Однако если Сократ планирует беседу, то что гарантирует ее аутентичность? Ведь сама актуализация мнений может оказаться произвольной и, следовательно, реконструкция языка – ошибочной. Пределы языка определяют пределы понимаемого, но для того, чтобы понять слово, лингвистика изучает способы его употребления в тех или иных обстоятельствах, реконструируя эти обстоятельства силой воображения. Кто гарантирует, что воображение Сократа не исказит картины? Воображение Сократа – это его «даймон». «Даймон» говорит голосом молчания, слышимым одному Сократу. Но что гарантирует Сократу истинность слышимого им от «даймона»? Принадлежность самого Сократа к сообществу афинских граждан – и только она. Эта принадлежность означает, что внутренний голос Сократа – его воображение – совпадает в своих возможностях и пределах с пределами и возможностями языка, который Сократ имеет целью выявить. Постольку поскольку Сократ неразделен с Афинами, его внутреннее остается тождественным его внешнему. Внутреннее Сократа говорит голосом молчания, слышимым ему самому, поскольку все сказанное вслух будет лишь частным мнением, но не самой истиной – не самим языком. Сам язык же выявляет себя в чистой и немой работе воображения, которое, планово провоцируя речевую способность на самообнаружение, тем самым делает язык действительным не только «в себе», но и «для себя».

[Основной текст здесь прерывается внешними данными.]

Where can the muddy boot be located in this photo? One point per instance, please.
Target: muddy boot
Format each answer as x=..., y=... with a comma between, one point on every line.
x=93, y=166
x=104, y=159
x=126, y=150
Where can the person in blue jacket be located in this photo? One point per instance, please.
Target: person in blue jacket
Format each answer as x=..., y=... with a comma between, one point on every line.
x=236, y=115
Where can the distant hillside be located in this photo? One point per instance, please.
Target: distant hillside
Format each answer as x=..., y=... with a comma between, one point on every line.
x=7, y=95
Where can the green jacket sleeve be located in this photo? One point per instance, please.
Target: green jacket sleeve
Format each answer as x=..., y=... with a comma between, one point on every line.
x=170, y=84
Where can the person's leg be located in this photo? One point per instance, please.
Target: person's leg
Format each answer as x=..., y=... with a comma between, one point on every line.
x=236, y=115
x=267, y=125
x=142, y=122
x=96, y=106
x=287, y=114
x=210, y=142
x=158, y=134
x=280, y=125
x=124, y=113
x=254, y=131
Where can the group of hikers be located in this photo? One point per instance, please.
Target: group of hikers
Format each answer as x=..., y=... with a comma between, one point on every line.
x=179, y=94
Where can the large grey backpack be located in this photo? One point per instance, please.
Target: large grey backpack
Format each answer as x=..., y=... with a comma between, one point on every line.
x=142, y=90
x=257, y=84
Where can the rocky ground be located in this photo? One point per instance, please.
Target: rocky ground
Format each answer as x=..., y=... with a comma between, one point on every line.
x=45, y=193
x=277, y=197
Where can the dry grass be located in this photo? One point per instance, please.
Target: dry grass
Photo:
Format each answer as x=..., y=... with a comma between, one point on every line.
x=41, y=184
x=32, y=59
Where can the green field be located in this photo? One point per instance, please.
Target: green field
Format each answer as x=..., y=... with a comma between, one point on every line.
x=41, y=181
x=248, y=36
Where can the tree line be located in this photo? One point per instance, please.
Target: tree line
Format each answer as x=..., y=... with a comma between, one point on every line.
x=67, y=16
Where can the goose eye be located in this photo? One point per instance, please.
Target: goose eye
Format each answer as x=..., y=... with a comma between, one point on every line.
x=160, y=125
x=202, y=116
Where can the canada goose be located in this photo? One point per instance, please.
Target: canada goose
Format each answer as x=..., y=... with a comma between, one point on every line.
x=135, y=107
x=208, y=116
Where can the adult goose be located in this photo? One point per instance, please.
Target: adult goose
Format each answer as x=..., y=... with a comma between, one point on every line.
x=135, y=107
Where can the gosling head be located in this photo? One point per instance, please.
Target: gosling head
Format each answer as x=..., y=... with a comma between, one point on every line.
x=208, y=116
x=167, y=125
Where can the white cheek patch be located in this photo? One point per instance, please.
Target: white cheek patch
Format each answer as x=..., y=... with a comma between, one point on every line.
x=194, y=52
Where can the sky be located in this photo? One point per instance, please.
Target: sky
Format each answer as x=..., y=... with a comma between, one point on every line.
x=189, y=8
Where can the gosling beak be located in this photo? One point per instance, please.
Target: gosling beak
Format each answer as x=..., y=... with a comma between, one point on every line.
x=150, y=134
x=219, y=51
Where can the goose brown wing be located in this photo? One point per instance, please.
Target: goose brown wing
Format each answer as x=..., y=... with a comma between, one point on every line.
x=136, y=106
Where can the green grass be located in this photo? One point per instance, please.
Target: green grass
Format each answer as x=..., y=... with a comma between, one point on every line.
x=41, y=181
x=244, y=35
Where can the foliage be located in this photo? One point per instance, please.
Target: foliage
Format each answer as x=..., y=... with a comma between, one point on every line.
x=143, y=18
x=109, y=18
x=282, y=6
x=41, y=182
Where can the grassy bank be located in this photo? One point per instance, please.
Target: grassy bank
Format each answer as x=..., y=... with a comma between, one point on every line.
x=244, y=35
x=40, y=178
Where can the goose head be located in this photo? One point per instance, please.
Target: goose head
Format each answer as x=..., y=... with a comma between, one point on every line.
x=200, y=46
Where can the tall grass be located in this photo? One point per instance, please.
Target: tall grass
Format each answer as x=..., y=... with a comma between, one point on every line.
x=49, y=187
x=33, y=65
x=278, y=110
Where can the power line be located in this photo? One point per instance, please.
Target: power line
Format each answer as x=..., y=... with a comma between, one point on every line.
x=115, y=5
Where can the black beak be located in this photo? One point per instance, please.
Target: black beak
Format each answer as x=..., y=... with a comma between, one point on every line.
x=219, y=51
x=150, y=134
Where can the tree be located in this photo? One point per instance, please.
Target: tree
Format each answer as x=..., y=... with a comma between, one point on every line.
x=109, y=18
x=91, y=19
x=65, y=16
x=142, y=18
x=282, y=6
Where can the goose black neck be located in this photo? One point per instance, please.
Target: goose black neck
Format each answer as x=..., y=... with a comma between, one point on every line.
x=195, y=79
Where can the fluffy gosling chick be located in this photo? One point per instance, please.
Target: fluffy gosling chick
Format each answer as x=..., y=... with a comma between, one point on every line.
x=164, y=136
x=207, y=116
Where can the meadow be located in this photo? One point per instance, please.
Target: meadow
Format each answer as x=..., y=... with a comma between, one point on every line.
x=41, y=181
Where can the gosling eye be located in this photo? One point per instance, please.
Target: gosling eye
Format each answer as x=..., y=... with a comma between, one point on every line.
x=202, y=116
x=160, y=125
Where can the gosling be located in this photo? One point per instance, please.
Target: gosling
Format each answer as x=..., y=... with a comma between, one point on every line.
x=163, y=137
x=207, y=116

Молчание Сократа есть его добродетель. Сократ не заинтересован ни в чем, кроме как в своей принадлежности к целому языка, в тождестве своего внутреннего и внешнего. Добродетель Сократа окончательно обнаруживает себя в незаинтересованности в своем земном существовании. История жизни Сократа является наглядной – и единственной – гарантией истинности предпринятой им реконструкции Логоса. Она целиком определяется его принадлежностью и незаинтересованностью.
Сократовская позиция дает основание одновременно и для тотальной подозрительности Просвещения, и для тотальной доверчивости романтизма. Поскольку незнание и молчание Сократа тождественны его добродетели и незаинтересованности, всякая речь и всякое учение могут рассматриваться на фоне сократовской добродетели как манифестация корысти и испорченности. Всякая речь диктуется корыстью: не доверяй словам, ищи, кому они выгодны, – такова максима просветительской критики. С другой стороны, поскольку, как уже говорилось, истина выступает у Сократа как единство частных заблуждений, а незаинтересованность – как равнодействующая частных корыстей (идея, в дальнейшем развитая Руссо), то исследователь культуры, желающий быть сократичным, призывается к максимальной терпимости, а его слух – к максимальной предоставленности для любой речи.
Сократовская лояльность своим Афинам со временем сделалась старомодной. В эллинской перспективе Христос был понят как универсальный Сократ. В качестве идеального человека Христос символизировал все человечество, в качестве Сына Божьего Христос воплотил универсальный Логос. Кенозис Христа, Его нисхождение в абсолютно профаническое – в конечном счете в смерть – сделало Его трансцендентным любой мудрости мира сего. Христианская философия в лице Декарта заявила, что не нуждается в «даймоне»: сам Бог гарантировал ей достоверность очевидного. Христианский философ и христианский историк не знают временных и пространственных границ для своих реконструкций – они у себя дома везде и нигде. В секуляризированной Европе место Христа занял «разум» и «человеческая природа». А затем, в эпоху неоязычества, продолжающуюся до наших дней, Его место заняли воля, желание и иные «материальные» субстраты речи.
Европейская традиция объективности, предполагающая сочетание профанного взгляда извне с глубинной причастностью к «универсальному», берет свое начало от Сократа. Мы установили, однако, что она не может быть вполне самой собой, все время колеблясь между романтизмом и здравым смыслом. В чем источник этого колебания?